ANALYSE – Au terme d’un travail de sape mené méthodiquement, Emmanuel Macron s’ouvre la voie pour avancer sans résistance dans son projet de réforme de l’audiovisuel public. Mais l’équation délicate posée par la nomination des dirigeants, mise en lumière par l’épisode Gallet, n’a toujours pas été résolue.
Quoi de mieux pour imposer sa vision que de décrédibiliser celle de son prédécesseur? En poussant le CSA à démettre Mathieu Gallet, le PDG de Radio France élu à l’unanimité quatre ans plus tôt, mais condamné en première instance pour favoritisme, Emmanuel Macron démontre les limites du pouvoir de nomination conféré à l’autorité de l’audiovisuel par François Hollande. Et le feuilleton n’est peut-être pas encore terminé. Si Mathieu Gallet fait appel de la décision du CSA auprès du Conseil d’État et qu’il obtient gain de cause, on pourrait se retrouver mi-2018 avec deux PDG de Radio France: le nouveau, qui sera désigné par le CSA, et l’ancien, qui réintégrera son poste. Deux papes pour un même trône. Cette ficelle a déjà été utilisée par Philippe le Bel pour affaiblir le pouvoir temporel de l’Église.
Il faut résoudre une équation très délicate : tenir les rênes courtes des PDG tout en leur assurant une grande autonomie vis-à-vis du pouvoir politique
Au point où en sont les choses, Emmanuel Macron s’évite un débat long et houleux sur la nécessité de réformer le mode de nomination des PDG de l’audiovisuel public et d’imposer un big bang des entreprises qui le composent. Le travail de sape a été mené méthodiquement. Premier round: en septembre, l’État coupe dans les budgets des sociétés de l’audiovisuel public, affaiblissant au passage l’autorité de leurs dirigeants. Deuxième round: Emmanuel Macron fait savoir qu’à ses yeux, «l’audiovisuel public est la honte de la République», achevant de les déstabiliser. Troisième round: le gouvernement obtient du CSA qu’il révoque l’un d’eux, tétanisant les trois autres. Mathieu Gallet étant K.-O. et le CSA dans les cordes, Delphine Ernotte, Marie-Christine Saragosse et Laurent Vallet n’ont plus envie d’en découdre. Désormais, la ministre de la Culture, Françoise Nyssen, peut tranquillement dérouler sa feuille de route: faire voter, d’ici à la fin de l’année 2018, une loi confiant le pouvoir de nomination des PDG de l’audiovisuel public aux conseils d’administration des sociétés, puis imposer la création d’un holding commun à France Télévisions, Radio France, France Médias Monde et l’INA.

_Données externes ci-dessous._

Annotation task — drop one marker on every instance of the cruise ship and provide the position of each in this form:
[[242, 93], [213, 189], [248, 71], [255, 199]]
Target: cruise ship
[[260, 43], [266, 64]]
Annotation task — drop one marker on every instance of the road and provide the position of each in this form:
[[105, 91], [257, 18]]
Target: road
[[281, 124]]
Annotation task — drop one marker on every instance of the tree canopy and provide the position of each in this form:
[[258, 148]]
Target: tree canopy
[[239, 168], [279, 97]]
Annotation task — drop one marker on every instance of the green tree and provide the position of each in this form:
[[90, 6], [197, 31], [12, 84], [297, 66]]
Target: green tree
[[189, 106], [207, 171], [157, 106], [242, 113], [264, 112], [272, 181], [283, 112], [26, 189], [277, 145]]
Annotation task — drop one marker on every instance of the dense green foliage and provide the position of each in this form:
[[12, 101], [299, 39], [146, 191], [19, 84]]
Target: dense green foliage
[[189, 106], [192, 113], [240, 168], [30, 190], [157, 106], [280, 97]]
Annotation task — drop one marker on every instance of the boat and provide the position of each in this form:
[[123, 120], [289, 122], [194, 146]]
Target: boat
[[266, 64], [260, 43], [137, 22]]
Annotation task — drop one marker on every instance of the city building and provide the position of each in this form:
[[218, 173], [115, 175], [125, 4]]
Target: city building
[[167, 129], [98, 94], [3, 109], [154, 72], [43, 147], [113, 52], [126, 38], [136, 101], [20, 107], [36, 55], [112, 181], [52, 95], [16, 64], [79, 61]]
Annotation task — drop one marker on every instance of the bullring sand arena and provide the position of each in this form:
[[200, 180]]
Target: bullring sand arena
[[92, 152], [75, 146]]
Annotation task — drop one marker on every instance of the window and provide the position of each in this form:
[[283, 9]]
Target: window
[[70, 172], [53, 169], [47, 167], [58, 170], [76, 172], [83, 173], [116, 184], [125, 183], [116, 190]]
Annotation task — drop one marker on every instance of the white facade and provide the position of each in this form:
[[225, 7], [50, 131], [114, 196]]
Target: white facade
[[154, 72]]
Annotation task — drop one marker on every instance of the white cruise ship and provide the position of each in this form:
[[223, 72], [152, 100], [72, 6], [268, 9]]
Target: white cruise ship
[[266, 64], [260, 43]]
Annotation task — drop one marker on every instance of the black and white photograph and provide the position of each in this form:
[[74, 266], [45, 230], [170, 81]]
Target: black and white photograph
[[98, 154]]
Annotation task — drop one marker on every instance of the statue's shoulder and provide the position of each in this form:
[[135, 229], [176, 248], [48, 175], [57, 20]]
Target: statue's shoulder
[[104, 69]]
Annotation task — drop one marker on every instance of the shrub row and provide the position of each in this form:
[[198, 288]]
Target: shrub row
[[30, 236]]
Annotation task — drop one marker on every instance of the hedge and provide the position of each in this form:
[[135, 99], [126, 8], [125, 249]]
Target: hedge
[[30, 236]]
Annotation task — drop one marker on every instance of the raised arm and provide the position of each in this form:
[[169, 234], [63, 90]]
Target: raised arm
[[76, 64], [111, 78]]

Cette fois sera-t-elle la bonne? La question de la nomination des dirigeants de l’audiovisuel public n’a jamais trouvé de réponse satisfaisante. Car il faut résoudre une équation très délicate: tenir les rênes courtes des PDG, tout en leur assurant une grande autonomie vis-à-vis du pouvoir politique. Trois présidents de la République successifs ont pensé avoir trouvé la formule magique. Nicolas Sarkozy a estimé qu’il fallaiten finir avec les hypocrisies et les jeux d’ombre en s’octroyant lui-même le pouvoir de nomination. C’était clair et direct, mais à l’usage contre-productif. Jean-Luc Hees, homme de gauche, a passé cinq ans à se défendre auprès des salariés de Radio France d’avoir été nommé par un président de droite. Et Rémy Pflimlin a été privé, pour la même raison, d’une partie de son autorité sur les troupes de France Télévisions. François Hollande a pris le contre-pied, en confiant au CSA le soin de nommer en toute indépendance les patrons du service public. Idée séduisante, mais tout aussi inopérante. Le CSA a nommé des hommes et femmes qui, ensuite, se sont retrouvés sans défense face à l’État, unique actionnaire et unique décideur en matière budgétaire. Aujourd’hui, Emmanuel Macron pense qu’il faut confier ce pouvoir aux conseils d’administration. Comme dans n’importe quelle autre entreprise. Mais il va se retrouver face à une contradiction. Si le service public adopte les codes du privé, il risque de perdre ses missions spécifiques et de brouiller encore plus son image auprès des téléspectateurs. Or ces derniers sont aussi des contribuables qui doivent s’acquitter de la redevance.